In de kern van het nieuwe curriculum komen we “persoonsvorming” tegen. Ik geef al tientallen jaren les maar was eigenlijk nog nooit met persoonsvorming bezig geweest. Dacht ik …..

Wat is persoonsvorming?
“Volgens Biesta draait het er op het vlak van de subjectivering om, dat kinderen zich bewust worden van hun verantwoordelijkheid, en dat ze ruimte krijgen om zich aangesproken te voelen door hun omgeving, die een moreel appel op hen doet. Het gaat erom, dat ze leren dat de wereld niet om hen en hun particuliere verlangens draait, maar dat ze zichzelf de vraag leren stellen: is wat ik wens ook wenselijk voor de wereld om mij heen?Het uiteindelijke doel van onderwijs zou volwassenheid en een sterk ontwikkeld ethisch bewustzijn zijn.” (2)

Biesta is altijd wat moeilijk te doorgronden. Maar gelukkig kan ik lezen.  Als ik het onderstreepte gedeelte lees kan ik stellen daar al 36 jaar mee bezig te zijn.

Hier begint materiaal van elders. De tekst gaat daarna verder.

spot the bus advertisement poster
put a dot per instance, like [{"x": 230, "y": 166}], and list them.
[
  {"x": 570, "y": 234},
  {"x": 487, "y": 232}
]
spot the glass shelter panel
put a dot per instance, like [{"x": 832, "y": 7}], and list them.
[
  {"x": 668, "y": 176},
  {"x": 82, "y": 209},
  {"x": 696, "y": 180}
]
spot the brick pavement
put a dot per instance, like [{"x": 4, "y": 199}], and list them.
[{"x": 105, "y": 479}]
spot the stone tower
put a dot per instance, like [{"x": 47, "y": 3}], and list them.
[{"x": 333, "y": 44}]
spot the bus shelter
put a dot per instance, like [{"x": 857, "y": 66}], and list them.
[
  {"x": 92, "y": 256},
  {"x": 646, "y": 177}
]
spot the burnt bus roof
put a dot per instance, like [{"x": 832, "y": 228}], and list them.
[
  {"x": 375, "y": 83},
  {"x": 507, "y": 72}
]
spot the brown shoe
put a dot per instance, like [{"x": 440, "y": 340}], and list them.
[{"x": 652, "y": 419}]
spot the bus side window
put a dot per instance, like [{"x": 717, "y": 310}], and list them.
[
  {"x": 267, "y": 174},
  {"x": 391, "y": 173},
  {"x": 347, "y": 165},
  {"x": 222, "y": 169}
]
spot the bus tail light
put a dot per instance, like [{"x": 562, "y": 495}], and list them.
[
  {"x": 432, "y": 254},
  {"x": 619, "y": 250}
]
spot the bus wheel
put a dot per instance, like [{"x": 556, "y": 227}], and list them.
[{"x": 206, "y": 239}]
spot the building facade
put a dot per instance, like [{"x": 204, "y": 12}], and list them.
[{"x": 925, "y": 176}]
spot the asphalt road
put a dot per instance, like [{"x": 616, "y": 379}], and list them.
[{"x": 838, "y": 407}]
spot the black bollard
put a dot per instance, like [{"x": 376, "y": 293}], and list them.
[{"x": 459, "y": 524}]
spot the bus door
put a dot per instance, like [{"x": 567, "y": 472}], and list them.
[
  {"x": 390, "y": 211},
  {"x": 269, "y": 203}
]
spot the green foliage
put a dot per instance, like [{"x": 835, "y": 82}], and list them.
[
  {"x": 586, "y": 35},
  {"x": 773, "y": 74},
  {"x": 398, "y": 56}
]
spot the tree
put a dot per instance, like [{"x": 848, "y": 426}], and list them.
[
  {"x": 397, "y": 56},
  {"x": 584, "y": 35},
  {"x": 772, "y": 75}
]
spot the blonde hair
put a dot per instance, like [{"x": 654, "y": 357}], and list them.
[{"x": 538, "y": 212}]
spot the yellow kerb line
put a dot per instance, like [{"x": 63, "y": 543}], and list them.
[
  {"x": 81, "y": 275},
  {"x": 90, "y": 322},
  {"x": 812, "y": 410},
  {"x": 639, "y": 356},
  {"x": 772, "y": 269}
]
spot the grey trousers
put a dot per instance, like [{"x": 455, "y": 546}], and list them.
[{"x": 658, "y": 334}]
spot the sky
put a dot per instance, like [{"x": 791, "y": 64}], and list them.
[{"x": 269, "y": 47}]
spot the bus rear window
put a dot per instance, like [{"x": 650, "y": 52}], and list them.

En mijn collega’s ook. 

Waarom dan ineens persoonsvorming?
“Onderwijs is meer dan feiten en skills aanleren.” (Sander Dekker) (1)
Schnabel zegt: “Het gaat erom dat we leerlingen vaardig, aardig en waardig afleveren.”
De laatste tijd wordt er met enig dedain gekeken naar het aanleren van feiten. Je wordt al snel in de hoek van traditioneel en ouderwets geplaatst als je daar belang aan hecht. 

Dat is allemaal goed en wel maar aan de andere kant leveren we massa’s kinderen die slecht lezen. 15% Van de kinderen die aan het eind van groep 8 zitten hebben een leesniveau niet hoger dan eind groep 6. Laat even op je inwerken: dat zijn ongeveer 4 a 5 kinderen in een groep.
Tien procent scoort zelfs lager dan het niveau begin groep 6 (2 a 3 kinderen in een groep) (3)
Het is toch om je rot te schamen. En dan praat ik nog niet eens over leesmotivatie. Die daalt ook met het jaar.

Dan vraag ik me in arren moede af waar onze prioriteiten liggen ……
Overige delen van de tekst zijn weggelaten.